[svlug] Choice of Linus to Install

[Karsten M. Self]

Please do *not* CC on list posts.

on Sun, Aug 08, 2004 at 05:27:11PM -0700, Brian Street (brian.street at bayarea.net) wrote:
> Karsten M. Self wrote:
> 
> >on Fri, Aug 06, 2004 at 02:52:32AM -0700, Richard Evans 
> >(rgevans at rawbw.com) wrote:
> > 
> >
> >>I know I am asking for it..


> I'd like to think I'm a relatively experienced, and competent, system
> administrator across multiple OSes (multiple unix and windows) but
> light on linux in particular.

Well!  Get cracking then!

If you've got general Unix experience, Linux will be pretty familiar
overall.  Distros vary, but generally it's most similar to Solaris/HPUX,
with bits and pieces borrowed from all over.  If you're familiar with
the Nemeth books, take a look at her Linux version released a couple of
years ago.

The major differences are greater transparancy, and greater currency, in
Linux.  If you're already using the GNU toolset, you're going to find
most of userland is very familiar.  If you aren't, you're likely to be
pleasantly suprised.

 
> I've been a lurker on this mailing list for awhile and can't say as I
> recall seeing anything that says these linux versions are better for
> firewall applications versus application/file servers. Do they break
> down in this fashion or is distinguishing factors more along the lines
> of ability/ease/timeliness of upgrades?
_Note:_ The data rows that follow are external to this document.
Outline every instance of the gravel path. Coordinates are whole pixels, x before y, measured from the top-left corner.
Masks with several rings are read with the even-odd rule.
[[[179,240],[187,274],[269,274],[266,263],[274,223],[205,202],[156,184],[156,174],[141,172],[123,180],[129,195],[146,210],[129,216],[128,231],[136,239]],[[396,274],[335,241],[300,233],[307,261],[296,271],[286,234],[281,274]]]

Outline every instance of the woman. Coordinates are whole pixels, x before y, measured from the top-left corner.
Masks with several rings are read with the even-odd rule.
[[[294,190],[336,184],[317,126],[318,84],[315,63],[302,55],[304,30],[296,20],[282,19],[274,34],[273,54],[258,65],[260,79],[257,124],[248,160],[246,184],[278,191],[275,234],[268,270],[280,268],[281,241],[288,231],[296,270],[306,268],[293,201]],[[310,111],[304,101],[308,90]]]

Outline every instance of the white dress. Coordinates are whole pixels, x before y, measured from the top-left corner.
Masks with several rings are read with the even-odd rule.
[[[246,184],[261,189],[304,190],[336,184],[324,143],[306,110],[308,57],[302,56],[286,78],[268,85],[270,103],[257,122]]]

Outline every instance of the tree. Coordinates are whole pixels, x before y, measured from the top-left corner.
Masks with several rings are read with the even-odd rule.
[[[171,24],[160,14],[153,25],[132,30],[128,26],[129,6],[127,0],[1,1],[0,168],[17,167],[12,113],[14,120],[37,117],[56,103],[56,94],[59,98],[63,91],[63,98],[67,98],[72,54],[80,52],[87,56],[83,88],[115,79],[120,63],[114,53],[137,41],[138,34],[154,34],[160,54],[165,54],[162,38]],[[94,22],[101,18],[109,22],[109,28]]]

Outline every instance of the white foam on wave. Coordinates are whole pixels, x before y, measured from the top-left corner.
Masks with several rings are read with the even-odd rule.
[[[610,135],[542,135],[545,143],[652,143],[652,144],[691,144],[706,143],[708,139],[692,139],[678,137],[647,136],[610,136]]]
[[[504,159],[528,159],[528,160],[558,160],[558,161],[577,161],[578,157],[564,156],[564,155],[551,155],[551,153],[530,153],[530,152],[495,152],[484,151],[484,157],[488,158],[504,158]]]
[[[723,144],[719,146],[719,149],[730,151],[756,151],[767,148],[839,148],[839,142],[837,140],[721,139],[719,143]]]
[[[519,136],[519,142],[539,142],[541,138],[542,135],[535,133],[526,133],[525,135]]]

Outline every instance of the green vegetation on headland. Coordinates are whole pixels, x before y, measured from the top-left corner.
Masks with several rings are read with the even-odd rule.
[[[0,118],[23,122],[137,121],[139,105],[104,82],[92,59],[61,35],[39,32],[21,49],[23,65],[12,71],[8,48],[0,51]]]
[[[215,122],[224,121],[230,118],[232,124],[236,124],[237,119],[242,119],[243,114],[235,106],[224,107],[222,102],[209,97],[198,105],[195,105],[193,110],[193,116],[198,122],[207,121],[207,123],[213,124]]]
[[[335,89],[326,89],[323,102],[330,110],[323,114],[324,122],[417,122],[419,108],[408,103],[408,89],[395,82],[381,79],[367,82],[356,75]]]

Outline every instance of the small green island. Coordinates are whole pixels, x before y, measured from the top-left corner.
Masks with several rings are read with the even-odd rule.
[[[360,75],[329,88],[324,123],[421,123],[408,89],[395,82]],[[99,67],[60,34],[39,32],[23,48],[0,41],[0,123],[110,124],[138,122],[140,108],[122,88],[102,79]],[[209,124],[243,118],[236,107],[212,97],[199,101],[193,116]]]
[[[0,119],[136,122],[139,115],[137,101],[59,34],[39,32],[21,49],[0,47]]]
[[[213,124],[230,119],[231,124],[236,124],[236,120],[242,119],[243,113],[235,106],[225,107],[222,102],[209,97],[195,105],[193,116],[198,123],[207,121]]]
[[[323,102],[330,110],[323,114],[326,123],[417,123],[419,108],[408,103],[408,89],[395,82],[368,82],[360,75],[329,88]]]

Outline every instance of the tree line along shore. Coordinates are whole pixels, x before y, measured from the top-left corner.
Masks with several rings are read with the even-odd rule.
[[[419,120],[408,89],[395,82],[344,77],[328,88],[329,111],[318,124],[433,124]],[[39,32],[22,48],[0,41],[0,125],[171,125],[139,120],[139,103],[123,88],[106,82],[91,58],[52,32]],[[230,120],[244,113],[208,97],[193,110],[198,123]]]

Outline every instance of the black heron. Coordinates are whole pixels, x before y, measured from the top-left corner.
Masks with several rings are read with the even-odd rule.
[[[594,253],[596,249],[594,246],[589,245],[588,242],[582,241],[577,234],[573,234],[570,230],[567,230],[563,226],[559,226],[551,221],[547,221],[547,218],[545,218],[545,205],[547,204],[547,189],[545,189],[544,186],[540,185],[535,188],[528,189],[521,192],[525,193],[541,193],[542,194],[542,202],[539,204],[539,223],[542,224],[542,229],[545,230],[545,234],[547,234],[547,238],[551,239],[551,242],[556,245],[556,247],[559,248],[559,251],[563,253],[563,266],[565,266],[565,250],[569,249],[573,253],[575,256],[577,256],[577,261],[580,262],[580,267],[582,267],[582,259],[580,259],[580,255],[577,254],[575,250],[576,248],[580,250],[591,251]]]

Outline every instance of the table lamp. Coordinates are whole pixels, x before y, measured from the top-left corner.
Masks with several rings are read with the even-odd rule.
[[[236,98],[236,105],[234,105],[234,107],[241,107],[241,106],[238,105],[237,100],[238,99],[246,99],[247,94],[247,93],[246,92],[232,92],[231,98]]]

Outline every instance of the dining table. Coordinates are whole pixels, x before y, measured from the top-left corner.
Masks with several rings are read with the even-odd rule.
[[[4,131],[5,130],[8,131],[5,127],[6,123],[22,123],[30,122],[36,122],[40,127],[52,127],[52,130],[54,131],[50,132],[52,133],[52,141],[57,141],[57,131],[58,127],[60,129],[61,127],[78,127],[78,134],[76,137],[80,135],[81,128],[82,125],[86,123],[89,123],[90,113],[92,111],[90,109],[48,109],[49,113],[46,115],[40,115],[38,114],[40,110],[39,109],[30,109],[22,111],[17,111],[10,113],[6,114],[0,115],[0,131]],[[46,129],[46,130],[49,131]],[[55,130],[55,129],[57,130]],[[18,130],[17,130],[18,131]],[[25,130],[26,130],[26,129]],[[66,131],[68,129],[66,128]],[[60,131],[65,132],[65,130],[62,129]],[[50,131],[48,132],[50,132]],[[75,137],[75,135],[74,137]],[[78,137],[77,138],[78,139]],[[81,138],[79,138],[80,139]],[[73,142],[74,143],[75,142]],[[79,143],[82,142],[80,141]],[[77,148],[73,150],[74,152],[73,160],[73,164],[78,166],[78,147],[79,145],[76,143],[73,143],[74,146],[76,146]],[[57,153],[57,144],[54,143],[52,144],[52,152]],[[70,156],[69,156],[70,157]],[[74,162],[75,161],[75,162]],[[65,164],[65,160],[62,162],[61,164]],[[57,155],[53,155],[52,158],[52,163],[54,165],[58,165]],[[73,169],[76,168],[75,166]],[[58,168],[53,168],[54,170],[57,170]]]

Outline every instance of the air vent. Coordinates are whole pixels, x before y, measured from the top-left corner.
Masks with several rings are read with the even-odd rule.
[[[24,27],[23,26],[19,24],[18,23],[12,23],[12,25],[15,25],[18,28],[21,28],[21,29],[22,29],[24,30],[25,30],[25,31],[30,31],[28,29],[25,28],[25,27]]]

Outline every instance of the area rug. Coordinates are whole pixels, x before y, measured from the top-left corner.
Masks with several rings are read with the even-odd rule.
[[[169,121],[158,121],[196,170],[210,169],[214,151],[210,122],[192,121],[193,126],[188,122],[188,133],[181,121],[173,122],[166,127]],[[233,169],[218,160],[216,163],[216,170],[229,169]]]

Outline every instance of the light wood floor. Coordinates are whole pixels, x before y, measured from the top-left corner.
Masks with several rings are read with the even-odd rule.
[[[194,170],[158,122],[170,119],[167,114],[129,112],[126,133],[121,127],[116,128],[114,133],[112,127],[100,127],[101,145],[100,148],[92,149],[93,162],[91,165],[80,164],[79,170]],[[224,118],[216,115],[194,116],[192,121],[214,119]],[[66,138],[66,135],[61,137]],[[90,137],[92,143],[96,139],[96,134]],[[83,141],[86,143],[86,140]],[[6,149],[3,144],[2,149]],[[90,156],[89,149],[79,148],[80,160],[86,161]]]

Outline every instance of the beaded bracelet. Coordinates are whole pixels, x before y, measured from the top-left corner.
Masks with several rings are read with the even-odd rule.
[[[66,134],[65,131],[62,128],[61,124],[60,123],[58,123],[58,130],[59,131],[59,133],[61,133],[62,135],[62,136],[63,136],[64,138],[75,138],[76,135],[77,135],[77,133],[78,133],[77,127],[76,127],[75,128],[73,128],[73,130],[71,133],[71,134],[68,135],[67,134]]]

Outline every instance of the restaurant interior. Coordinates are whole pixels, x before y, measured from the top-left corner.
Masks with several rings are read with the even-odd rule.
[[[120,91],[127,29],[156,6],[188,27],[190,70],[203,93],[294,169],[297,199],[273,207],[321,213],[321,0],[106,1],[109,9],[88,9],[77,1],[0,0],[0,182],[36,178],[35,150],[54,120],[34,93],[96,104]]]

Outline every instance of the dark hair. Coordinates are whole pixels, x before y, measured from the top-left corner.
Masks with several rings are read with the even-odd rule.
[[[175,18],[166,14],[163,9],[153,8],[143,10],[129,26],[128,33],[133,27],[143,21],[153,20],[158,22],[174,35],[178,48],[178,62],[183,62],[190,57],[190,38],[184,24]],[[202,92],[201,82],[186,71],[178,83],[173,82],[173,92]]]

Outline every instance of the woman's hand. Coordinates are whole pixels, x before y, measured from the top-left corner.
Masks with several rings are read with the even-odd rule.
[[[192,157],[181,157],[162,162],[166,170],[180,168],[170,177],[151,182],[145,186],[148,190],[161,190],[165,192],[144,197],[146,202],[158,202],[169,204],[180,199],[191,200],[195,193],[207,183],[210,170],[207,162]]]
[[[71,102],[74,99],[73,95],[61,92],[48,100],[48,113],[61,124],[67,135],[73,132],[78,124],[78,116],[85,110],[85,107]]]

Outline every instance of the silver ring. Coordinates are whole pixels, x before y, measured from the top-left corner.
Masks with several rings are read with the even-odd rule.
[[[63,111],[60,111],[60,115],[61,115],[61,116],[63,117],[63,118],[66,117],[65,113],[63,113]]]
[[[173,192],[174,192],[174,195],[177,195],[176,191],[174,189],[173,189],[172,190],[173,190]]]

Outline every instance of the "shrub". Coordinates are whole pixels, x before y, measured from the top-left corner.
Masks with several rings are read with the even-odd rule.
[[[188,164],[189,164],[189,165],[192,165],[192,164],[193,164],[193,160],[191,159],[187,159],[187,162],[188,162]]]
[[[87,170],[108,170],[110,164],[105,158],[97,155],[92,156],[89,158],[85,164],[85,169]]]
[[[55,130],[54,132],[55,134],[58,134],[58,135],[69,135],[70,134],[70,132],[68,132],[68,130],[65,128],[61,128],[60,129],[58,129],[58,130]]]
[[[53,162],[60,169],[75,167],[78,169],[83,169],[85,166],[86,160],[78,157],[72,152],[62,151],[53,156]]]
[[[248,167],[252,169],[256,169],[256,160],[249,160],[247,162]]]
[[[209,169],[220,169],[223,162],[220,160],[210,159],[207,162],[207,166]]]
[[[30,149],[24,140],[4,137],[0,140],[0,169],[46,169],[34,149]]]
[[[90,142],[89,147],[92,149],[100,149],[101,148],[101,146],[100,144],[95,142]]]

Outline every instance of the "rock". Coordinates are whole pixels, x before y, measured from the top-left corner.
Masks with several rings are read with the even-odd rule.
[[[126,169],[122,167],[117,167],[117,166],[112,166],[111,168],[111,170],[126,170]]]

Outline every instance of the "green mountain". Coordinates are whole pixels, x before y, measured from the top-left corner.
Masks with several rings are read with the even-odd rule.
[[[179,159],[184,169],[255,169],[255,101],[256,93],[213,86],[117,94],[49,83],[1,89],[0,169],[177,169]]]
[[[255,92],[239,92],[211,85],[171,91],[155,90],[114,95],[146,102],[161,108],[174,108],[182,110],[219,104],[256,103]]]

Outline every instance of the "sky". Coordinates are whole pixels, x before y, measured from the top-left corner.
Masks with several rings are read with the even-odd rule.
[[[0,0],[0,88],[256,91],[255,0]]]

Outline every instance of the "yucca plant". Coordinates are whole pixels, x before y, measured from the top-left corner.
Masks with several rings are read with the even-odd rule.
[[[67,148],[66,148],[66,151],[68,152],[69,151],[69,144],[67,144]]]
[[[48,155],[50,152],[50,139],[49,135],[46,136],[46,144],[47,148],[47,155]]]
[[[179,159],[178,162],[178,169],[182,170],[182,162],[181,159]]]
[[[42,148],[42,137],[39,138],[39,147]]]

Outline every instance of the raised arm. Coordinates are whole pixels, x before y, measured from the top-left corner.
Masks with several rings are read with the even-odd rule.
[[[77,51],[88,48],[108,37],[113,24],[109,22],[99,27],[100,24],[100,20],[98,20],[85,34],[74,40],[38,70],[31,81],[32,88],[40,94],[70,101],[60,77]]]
I'd say discriminating characteristics are more a matter of marketing
influence and top-tier vendor relationships than anything.  And that
these are highly orthogonal to overall technical quality.  Within
specified regimes (say, Linux-on-Mainframe), vendor relations and
support levels are likely going to strongly favor certain distros (eg:
SuSE).

In the firewall space, a distro which allows you to minimize the total
build and exposure is going to be strongly favored.  Here I'd put
OpenBSD (not a Linux distro, but a BSD) and Debian GNU/Linux as the
primary candidates, though there are also specifically tailored
microdistros.  Which raises another fact:  there are several hundred
"distributions" of GNU/Linux, ranging from the top three (Debian, RH,
SuSE) through other general distros (Xandros, Lindows, Mandrake), and
then many, many specialized distros focussing on specific application
areas, architectures, national regions (eg: China, Brazil), security
(SELinux, STRONG Linux), clustering (Mosix, Beowulf), or boot
configurations (LNX-BBC, tomsrtbt, Knoppix...).  Etc.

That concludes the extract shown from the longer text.